This week sees New Labour gather in Brighton for their last Party conference before the next election, an election they are expected to lose heavily. It is also expected to be Gordon Brown’s last conference as Labour leader. Whether he is removed from office in the coming weeks, or resigns in the wake of Cameron’s expected election victory remains to be seen. What may well emerge this week is discussions about the post Blair/Brown party and where it should go next.
The headline evidence for this is the casting around for Browns successor/replacement (delete where applicable), which brings us to the rather strange AJ4PM campaign, run by some right wing bloggers. Alan Johnson is the current Home Secretary and appears to have adopted Alistair Darling’s old “safe pair of hands” reputation as being someone who gets things done.
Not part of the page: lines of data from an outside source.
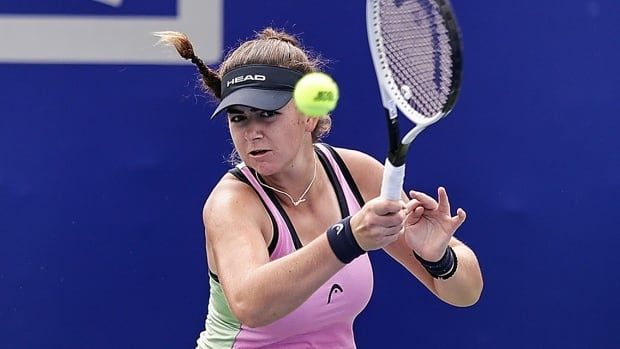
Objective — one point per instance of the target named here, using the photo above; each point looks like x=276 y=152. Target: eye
x=267 y=113
x=236 y=117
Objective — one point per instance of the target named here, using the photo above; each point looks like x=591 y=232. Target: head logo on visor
x=264 y=87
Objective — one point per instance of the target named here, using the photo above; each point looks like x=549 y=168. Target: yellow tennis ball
x=316 y=94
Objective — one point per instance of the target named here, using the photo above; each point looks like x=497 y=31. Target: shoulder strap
x=349 y=187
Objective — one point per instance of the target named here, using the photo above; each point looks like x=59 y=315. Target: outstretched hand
x=429 y=224
x=378 y=223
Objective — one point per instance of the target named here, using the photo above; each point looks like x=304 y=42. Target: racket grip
x=393 y=179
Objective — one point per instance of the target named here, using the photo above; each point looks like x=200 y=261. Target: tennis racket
x=416 y=52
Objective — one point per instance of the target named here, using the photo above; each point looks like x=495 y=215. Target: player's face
x=267 y=141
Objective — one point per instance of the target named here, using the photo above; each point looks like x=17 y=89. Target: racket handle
x=393 y=180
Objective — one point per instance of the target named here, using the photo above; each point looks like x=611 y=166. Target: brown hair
x=269 y=46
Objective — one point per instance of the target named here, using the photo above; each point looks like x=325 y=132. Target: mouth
x=258 y=152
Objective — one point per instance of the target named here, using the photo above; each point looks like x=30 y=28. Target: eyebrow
x=232 y=110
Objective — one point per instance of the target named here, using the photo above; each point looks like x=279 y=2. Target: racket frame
x=393 y=100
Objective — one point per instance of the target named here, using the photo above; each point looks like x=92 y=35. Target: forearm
x=465 y=286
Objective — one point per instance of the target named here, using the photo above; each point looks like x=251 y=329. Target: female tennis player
x=288 y=228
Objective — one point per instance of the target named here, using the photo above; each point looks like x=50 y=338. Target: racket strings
x=418 y=52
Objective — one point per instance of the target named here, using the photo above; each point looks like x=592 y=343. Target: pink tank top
x=325 y=320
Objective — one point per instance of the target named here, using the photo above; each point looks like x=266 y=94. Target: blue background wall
x=104 y=170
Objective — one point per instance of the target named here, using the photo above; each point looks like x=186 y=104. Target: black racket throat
x=397 y=153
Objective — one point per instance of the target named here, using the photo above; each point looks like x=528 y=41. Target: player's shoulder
x=228 y=195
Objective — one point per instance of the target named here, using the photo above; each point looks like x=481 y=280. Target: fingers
x=444 y=203
x=426 y=201
x=459 y=218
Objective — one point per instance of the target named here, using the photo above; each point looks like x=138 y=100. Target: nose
x=253 y=131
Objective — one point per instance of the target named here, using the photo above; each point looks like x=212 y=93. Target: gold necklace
x=293 y=201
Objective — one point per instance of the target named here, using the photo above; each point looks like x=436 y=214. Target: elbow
x=250 y=313
x=469 y=297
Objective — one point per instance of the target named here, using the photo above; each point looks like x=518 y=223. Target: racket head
x=416 y=49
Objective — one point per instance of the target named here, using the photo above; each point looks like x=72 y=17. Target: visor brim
x=261 y=99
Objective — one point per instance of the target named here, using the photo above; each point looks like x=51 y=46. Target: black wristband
x=343 y=243
x=443 y=268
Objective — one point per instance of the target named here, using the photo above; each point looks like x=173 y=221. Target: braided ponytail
x=210 y=79
x=269 y=46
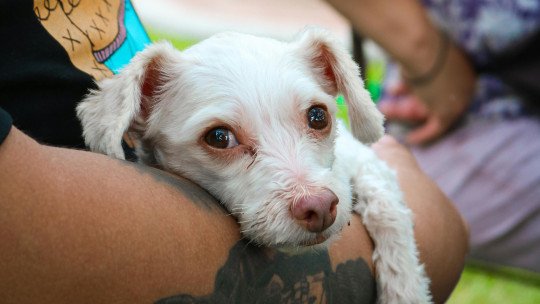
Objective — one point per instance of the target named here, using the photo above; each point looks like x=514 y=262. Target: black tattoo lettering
x=261 y=275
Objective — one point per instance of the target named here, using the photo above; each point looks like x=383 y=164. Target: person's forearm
x=79 y=227
x=440 y=231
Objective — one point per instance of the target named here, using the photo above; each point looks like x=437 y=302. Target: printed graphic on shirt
x=100 y=36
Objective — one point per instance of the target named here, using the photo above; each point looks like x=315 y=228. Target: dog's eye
x=317 y=118
x=221 y=138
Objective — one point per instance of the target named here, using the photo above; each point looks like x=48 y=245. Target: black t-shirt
x=51 y=53
x=39 y=86
x=5 y=125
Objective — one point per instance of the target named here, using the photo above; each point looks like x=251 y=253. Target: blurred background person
x=464 y=93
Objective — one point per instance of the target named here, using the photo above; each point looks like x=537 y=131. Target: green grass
x=180 y=44
x=480 y=285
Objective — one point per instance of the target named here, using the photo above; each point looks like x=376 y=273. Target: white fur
x=262 y=89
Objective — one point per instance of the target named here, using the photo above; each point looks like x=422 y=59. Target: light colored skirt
x=491 y=171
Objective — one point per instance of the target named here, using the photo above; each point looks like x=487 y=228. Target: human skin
x=81 y=227
x=404 y=31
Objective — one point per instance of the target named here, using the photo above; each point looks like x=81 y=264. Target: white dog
x=252 y=120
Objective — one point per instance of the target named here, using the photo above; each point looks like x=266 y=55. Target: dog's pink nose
x=316 y=213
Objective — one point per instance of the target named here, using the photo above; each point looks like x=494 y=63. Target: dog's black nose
x=316 y=212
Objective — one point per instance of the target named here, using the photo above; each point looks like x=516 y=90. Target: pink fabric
x=491 y=170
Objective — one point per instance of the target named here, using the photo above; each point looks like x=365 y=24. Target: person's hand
x=429 y=117
x=431 y=108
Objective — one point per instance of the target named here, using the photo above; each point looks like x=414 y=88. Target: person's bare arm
x=440 y=231
x=81 y=227
x=404 y=30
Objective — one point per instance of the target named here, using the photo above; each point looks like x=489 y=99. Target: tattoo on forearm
x=261 y=275
x=187 y=188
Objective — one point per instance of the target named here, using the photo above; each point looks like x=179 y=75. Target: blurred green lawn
x=477 y=285
x=480 y=285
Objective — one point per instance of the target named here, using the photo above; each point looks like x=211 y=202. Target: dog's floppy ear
x=337 y=72
x=125 y=100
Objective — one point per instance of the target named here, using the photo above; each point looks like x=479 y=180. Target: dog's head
x=250 y=119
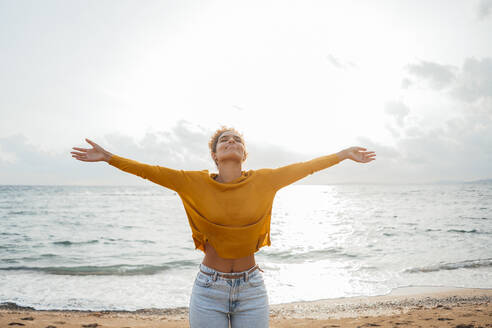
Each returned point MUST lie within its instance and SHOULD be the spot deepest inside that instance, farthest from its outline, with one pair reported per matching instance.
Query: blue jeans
(242, 301)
However out with the bounds of cabinet collective responsibility, we do not know precisely where Johnson stands on key issues. We do not know where he stands on Taxation, on Afghanistan or on the tightening of financial regulations. Brown when he was Chancellor seemed to be able to let people know what he thought about key issues without opening his mouth. Brown also seems to have cultivated an image of himself as being one of the brothers, rather than a key architect of New Labour.
Because of this, it is doubtful that Johnson has the fire, ruthlessness and intellect which will be crucial in the rebuilding of the Labour Party, whether it caries on with the ill advised New Labour project or not. He does exude a certain amount of likeability which will get you some distance in politics, but likeability alone will only take you so far, just ask John Major.
I suspect the real reason for the AJ4PM campaign is to encourage a coup, which might result in a new leader, which would certainly lead to a much more imminent Westminster Election than would be the case with Brown staying put. With the Conservatives leading the polls with an average of 40% to Labours 26%, with a projected majority of between 62-64 seats. Which party would like an election sooner rather than later?
This is not to underestimate the decisions which have to be made about the future direction of Labour/New Labour, and the post mortem which is essential if the Labour party is to re-emerge from New Labour. However New Labour simply has to ditch a lot of its matey-ness towards big business and produce policies in favour of the people it has steadfastly ignored in their years in office.